- Theatrical release poster
- Directed by: K. Balachander
- Written by: K. Balachander
- Based on: Naanal by K. Balachander
- Produced by: G. V. Saravanan
- Starring: R. Muthuraman K. R. Vijaya Major Sundarrajan Sowcar Janaki Srikanth Nagesh
- Cinematography: P. N. Sundaram
- Edited by: N. R. Kittu S. Muthu
- Music by: V. Kumar
- Production company: Saravana Pictures
- Release date: 24 December 1965;
- Running time: 135 minutes
- Country: India
- Language: Tamil

= Naanal (film) =

Naanal ( cane) is a 1965 Indian Tamil-language crime comedy film, written and directed by K. Balachander. It is based on his play of the same name. The film stars R. Muthuraman, Major Sundarrajan, Srikanth, Sowcar Janaki, K. R. Vijaya and Nagesh. It was released on 24 December 1965 and failed at the box office.

== Plot ==

Four jailbirds escape from prison to take revenge on the judge who sentenced them. They take over his house, and the film builds around the judge and his family escaping from them.

== Production ==
Naanal was a play written by K. Balachander and inspired by the film The Desperate Hours (1955). After the release of Neerkumizhi (1965), Balachander decided to adapt The Desperate Hours as the story for his next play after being impressed by the plot. Naanal was later adapted by him into a film with the same name after the producer Velumani felt it had potential. Naanal marked the feature film debut of Typist Gopu.

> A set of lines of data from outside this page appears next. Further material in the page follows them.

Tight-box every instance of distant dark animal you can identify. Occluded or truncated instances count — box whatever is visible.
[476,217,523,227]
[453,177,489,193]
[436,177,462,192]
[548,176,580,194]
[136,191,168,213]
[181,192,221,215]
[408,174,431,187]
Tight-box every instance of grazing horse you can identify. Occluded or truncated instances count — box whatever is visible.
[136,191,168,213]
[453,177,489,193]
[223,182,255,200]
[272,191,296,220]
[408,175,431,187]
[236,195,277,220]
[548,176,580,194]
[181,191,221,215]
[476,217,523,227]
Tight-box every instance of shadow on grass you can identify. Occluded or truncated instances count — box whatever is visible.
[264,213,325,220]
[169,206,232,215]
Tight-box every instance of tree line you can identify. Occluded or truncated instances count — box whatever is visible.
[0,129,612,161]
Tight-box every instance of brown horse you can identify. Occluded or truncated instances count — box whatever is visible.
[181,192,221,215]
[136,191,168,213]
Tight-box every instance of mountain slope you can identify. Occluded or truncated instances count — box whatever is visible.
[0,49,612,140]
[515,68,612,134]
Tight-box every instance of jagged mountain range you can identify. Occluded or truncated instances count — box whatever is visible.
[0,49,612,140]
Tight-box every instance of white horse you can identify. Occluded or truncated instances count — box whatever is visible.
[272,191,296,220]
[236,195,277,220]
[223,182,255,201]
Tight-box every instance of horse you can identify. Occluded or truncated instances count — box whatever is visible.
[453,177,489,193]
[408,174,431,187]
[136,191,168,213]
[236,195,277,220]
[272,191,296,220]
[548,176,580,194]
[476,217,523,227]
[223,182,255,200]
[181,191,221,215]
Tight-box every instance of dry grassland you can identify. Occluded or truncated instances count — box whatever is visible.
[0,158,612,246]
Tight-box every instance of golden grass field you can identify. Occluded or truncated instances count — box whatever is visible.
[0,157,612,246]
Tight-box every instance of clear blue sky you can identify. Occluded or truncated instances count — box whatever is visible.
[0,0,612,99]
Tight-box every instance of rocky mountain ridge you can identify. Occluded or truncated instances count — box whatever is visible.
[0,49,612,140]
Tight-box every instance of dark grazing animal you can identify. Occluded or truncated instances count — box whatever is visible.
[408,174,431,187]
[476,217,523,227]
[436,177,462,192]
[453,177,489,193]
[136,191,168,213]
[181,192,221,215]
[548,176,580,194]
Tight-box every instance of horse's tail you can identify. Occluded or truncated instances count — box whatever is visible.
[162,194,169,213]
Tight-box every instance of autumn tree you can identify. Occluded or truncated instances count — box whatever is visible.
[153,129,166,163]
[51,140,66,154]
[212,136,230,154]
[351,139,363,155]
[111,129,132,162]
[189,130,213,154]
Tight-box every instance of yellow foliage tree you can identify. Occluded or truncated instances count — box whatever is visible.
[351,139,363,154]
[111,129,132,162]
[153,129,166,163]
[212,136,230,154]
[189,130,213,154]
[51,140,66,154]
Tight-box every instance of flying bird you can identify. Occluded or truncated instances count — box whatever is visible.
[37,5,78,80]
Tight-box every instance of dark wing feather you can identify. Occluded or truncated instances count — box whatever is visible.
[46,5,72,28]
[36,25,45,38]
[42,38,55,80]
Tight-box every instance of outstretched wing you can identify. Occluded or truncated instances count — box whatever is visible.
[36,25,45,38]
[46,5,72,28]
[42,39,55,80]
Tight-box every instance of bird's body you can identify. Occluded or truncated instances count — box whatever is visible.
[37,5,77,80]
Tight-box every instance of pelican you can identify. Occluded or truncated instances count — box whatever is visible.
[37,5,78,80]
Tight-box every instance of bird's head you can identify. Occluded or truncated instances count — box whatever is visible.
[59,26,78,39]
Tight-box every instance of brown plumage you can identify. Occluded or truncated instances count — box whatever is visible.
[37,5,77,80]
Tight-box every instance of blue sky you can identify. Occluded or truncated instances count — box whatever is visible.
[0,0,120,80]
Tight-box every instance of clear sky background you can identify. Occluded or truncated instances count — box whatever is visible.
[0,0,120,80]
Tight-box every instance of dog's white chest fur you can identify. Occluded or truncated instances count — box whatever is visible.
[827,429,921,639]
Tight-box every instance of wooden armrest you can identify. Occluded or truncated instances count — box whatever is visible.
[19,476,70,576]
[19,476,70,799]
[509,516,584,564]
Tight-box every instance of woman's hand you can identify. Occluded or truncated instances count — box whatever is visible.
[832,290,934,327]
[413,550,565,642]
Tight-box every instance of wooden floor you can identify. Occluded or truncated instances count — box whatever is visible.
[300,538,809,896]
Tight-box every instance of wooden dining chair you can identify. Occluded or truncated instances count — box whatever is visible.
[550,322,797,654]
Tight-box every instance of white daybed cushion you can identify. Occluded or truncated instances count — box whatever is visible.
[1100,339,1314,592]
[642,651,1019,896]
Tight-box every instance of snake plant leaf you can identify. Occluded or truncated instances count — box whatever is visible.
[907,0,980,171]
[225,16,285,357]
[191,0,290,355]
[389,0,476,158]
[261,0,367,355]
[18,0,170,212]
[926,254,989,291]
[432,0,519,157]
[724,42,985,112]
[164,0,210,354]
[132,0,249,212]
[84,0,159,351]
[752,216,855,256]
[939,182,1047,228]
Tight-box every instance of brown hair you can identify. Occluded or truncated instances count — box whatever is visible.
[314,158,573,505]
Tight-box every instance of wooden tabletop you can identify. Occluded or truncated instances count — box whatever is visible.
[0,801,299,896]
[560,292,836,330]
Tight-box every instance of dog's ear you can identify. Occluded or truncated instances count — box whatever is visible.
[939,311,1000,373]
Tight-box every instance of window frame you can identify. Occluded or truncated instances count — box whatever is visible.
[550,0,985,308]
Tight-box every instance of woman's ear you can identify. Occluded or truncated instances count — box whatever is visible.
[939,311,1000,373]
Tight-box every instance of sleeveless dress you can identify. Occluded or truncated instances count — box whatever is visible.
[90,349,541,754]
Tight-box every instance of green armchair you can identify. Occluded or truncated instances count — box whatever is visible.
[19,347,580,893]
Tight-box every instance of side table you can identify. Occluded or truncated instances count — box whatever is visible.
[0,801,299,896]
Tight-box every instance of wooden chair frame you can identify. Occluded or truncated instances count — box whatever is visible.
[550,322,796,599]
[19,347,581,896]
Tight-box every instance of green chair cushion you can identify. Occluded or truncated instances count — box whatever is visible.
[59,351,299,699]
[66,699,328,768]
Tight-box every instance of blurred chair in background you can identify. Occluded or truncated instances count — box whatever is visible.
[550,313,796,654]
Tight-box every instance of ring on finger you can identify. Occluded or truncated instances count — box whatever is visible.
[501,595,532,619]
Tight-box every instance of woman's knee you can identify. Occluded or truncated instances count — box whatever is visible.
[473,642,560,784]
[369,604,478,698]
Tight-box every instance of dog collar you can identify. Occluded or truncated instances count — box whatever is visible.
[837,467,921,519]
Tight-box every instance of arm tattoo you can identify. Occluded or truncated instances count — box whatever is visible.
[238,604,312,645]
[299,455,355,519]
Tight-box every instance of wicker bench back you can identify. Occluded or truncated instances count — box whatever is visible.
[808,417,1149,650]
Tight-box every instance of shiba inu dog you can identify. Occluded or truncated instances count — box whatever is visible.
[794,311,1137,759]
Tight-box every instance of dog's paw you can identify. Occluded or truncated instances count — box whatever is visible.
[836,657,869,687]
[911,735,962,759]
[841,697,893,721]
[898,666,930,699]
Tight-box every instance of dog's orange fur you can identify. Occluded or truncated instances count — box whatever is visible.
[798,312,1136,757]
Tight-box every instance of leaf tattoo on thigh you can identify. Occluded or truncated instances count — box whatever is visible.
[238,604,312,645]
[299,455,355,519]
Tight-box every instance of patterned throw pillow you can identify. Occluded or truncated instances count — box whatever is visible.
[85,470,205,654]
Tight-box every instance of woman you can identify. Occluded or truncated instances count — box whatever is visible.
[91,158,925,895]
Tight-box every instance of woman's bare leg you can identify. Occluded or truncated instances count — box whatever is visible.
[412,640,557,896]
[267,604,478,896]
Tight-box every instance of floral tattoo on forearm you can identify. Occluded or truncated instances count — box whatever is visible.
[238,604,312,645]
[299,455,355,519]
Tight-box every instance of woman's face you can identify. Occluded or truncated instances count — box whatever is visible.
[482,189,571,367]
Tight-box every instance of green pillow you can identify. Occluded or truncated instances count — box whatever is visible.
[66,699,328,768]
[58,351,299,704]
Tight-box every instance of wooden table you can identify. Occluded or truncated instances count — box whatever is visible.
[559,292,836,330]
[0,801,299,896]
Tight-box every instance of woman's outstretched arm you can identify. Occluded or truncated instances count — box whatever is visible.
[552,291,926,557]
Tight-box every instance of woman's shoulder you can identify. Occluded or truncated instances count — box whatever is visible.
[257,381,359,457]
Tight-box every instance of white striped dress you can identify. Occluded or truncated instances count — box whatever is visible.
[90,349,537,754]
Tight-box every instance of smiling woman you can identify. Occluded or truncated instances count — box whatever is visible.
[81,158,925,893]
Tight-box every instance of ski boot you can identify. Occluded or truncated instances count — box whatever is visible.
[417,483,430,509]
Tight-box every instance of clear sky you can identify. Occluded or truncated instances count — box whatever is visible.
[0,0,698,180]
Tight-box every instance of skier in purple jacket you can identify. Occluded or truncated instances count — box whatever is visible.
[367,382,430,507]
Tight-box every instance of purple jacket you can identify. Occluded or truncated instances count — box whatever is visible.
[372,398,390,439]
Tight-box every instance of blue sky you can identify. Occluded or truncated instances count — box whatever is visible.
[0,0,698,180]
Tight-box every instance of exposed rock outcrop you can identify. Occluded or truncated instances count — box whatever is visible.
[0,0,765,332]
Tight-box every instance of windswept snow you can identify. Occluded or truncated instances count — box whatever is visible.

When the film was submitted to the censor board for certification, an official raised objection against the film's concept, believing it may influence criminals in real life to take revenge in a similar manner and instructed Balachander to change the story and film it again. Balachander, who was shocked by this decision as the film was nearing its release, made changes to the film like redubbing lines of "Judge" and replacing it with "Durai" while also shooting a flashback scene to show the reason for the criminals' anger against the film's protagonist in one day and added it in the film. After making these changes, the certification was given.

== Soundtrack ==
The music was composed by V. Kumar. Historian A. R. Venkatachalapathy wrote, "[Suratha] had a knack for compiling data, making lists and turning them into poetry", citing "Vinnukku Melaadai" in Naanal as an example.

| Songs | Singers | Lyricists | Length |
| "Ennathaan Paaduvathu" | P. Susheela | Alangudi Somu | 03:59 |
| "Kuyil Koovi Thuyil Ezhuppa" | Soolamangalam Rajalakshmi | 02:52 |
| "Kuyil Koovi Thuyil Ezhuppa" – Sad | Soolamangalam Rajalakshmi & Major Sundarrajan (dialogues) | 03:26 |
| "Vinnukku Melaadai" | T. M. Soundararajan & P. Susheela | Suratha | 05:39 |

== Release and reception ==
Naanal was released on 24 December 1965. T. M. Ramachandran of Sport and Pastime positively reviewed the film, praising Sundarrajan's performance more than the other cast members. Kalki gave the film a less positive review, comparing it unfavourably to the source play. The film did not do well at the box-office.

== Legacy ==
The storyline of Crazy Mohan's play Crazy Thieves in Palavakkam was inspired by Naanal.